Loop branches typically mispredict only on the last iteration when execution falls through out of the loop instead of jumping to the top. (For fairly obvious reasons: they quickly learn that the branch is always-taken, and predict that way.)
The more iterations your loops run, the more correctly-predicted taken branches you have for the same number of not-taken special cases that mispredict.
Fun fact: on modern Intel CPUs (like Haswell / Skylake), their IT-TAGE branch predictors can "learn" a pattern up to about 22 iterations, correctly predicting the loop exit. With a very long outer loop to give the CPU time to learn the pattern, an inner loop that runs only 22 or fewer iterations tends to predict even the loop-exit branches correctly. So there's a significant dropoff in performance (and instruction throughput) when the inner-loop size grows past that point, if the loop body is pretty simple.

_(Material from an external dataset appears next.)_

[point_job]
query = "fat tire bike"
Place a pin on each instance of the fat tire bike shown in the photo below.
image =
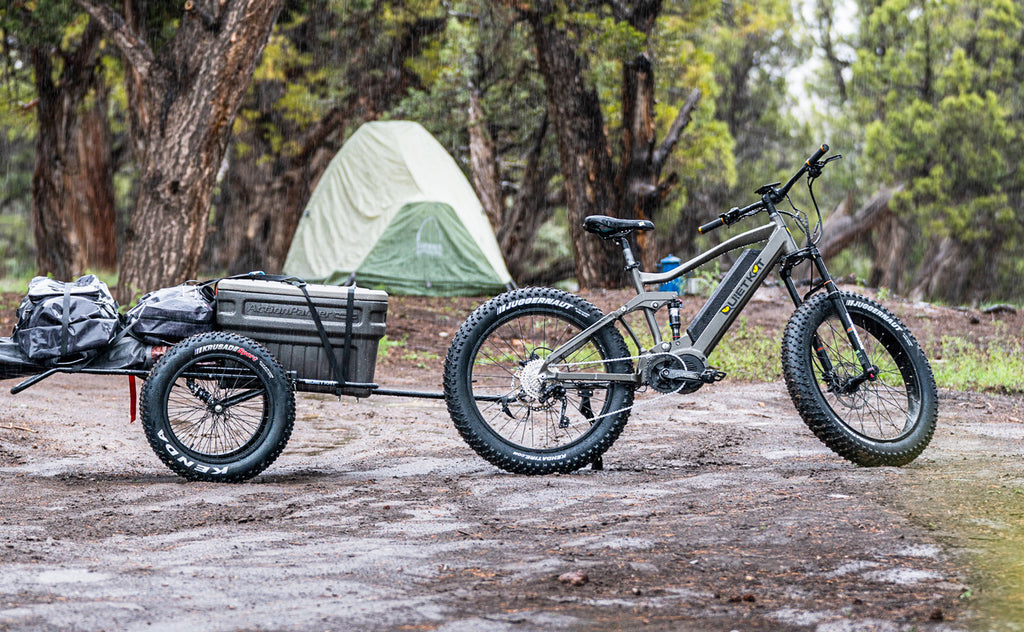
(539, 380)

But it probably takes quite a few outer-loop iterations to train the predictors with that much history. I was testing 10 million outer-loop iterations or so, to average out noise and startup overhead for a whole process with perf stat
on real hardware under Linux. So the startup / learning phase was negligible.
With older simpler branch predictors (before TAGE), I think some CPUs did implement loop-pattern prediction with a counter to predict loop exits for inner loops that ran a constant number of iterations every time they were reached. https://danluu.com/branch-prediction/ says the same, that "modern CPUs" "often" have such predictors.